Ve kem min melekin fîs semâvâti lâ tugnî şefâatuhum şey’en illâ min ba’di en ye’zenallâhu limen yeşâu ve yerdâ.
[053.026] Göklerde nice melek vardır ki; Allah, dileyeceği ve razı olacağı
kimseler için izin vermedikçe onların şefaatı hiç bir şeye yaramaz.
Şefaatçi olmanın anlamını , "Birlikte olmak" şeklinde kısaca izah ettikten sonra , Meleklerin kimlerle ve hangi şartlarda birlikte olacaklarını , diğer Ayetlerden öğrenebiliriz.
Ayetten anlaşılacağı üzere Meleklerin şefaatinin gerçekleşmesi için, öncelikle o şefaati hak etmek gerekmektedir. Meleklerin şefaatini Dünya ve Ahirette olmak üzere değerlendirmek mümkündür.
[016.030-32] Sakınan kimselere: «Rabbiniz ne indirdi?» denince, «İyilik»
derler. Bu dünyada iyi davrananlara iyilik vardır. Ahiret yurdu ise daha iyidir.
Sakınanların yurdu ne güzeldir!İçlerinden ırmaklar akan Adn cennetlerine girerler. Orada, diledikleri
kendilerine verilir. Allah sakınanları böylece mükafatlandırır. Melekler onların canını temizlenmiş olarak alırken: «Selam size; yaptıklarınıza
karşılık haydi cennete girin» derler.
[033.043] Sizi karanlıklardan aydınlığa çıkarmak için üzerinize rahmetini
gönderen O'dur. Melekleri de size istiğfar eder. Allah, müminlere karşı çok
merhametlidir.
[041.030-31] Şüphesiz, Rabbimiz Allah'tır deyip, sonra dosdoğru yolda
yürüyenlerin üzerine melekler iner. Onlara: Korkmayın, üzülmeyin, size vâad olunan
cennetle sevinin! derler. «Biz dünya hayatında da ve ahirette de sizin dostlarınız ve sizin
için orada nefislerinizin hoşlandığı her şey vardır ve sizin için orada ne
isterseniz vardır.
Meleklerin şefaatinin nasıllığı konusunda yukarıda meallerini verdiğimiz Fussilet s. 30. ve 31. Ayetleri anahtar konumundadır. Ayetlerden anlaşılacağı üzere Melekler'in , Dünya ve Ahirette yardımı söz konusudur.

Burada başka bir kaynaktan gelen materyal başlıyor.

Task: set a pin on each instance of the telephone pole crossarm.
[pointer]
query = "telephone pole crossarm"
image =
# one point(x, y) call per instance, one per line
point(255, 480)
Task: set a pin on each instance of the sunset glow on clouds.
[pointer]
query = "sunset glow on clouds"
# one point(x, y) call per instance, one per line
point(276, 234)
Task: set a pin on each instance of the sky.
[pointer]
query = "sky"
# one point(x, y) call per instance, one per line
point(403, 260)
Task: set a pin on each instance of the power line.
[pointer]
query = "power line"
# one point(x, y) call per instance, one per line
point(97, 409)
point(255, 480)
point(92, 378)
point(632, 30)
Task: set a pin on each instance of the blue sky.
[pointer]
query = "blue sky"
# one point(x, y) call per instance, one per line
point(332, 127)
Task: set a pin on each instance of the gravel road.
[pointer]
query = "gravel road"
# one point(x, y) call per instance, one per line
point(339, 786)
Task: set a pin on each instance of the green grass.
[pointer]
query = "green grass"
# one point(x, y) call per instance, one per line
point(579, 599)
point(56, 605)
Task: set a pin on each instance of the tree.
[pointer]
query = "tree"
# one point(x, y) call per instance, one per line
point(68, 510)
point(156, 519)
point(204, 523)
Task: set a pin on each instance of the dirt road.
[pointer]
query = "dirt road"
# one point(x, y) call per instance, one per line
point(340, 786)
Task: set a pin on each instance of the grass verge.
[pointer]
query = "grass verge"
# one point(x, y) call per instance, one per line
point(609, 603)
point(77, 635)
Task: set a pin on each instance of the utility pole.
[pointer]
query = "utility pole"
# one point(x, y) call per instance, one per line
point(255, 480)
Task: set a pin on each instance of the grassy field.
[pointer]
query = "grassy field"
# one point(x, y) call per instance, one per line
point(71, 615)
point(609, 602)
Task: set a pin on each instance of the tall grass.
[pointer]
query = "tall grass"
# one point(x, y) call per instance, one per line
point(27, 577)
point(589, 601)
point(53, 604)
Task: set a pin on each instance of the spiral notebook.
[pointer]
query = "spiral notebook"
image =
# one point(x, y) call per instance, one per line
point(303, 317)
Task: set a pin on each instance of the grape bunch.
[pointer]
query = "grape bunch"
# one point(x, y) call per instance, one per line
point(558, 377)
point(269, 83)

Ayet , Meleklerin yardımının Dünya hayatı bölümünde hak edilmesinin "Rab" olarak sadece Allah (c.c) nin kabul edilmesi ve bu yönde bir hayat sürülmesi şartına bağlamaktadır. Dün ya hayatında doğru bir hayata sürenler aynı şekilde Ahirette'de Meleklerin yardımına hak kazanmaktadırlar.
Meleklerin Dünya hayatı içinde olan yardımı, Allah (c.c) nin Arz üzerinde cari olan yasalarından yani "Sünnetullah" olup hak etmeye bağlı olarak her zaman işleyecektir. Bu gün eğer bu yasa işlemiyor ise sebebi, "Rab" ve "İlah" olarak sadece Allah (c.c) nin hakim olacağı bir sistem için çalışılmamasıdır.
"Meleklerin yardımı" nın Dünya hayatı içinde yardımının nasıllığı meselesi, İslam düşüncesinde yanlış anlaşılan bir meselelerden olup rivayet kaynaklarında Bedir'de , Meleklerin bilfiil savaşa katıldıklarından bahsedilmektedir. Melekler ile yardım'dan kasıt ,Allah (c.c) nin yardımı hak eden kullarına bu yardımı somutlaştırarak onlara olan desteğini belirtmesi olarak anlamanın daha doğru bir yaklaşım olacağını düşünmekteyiz.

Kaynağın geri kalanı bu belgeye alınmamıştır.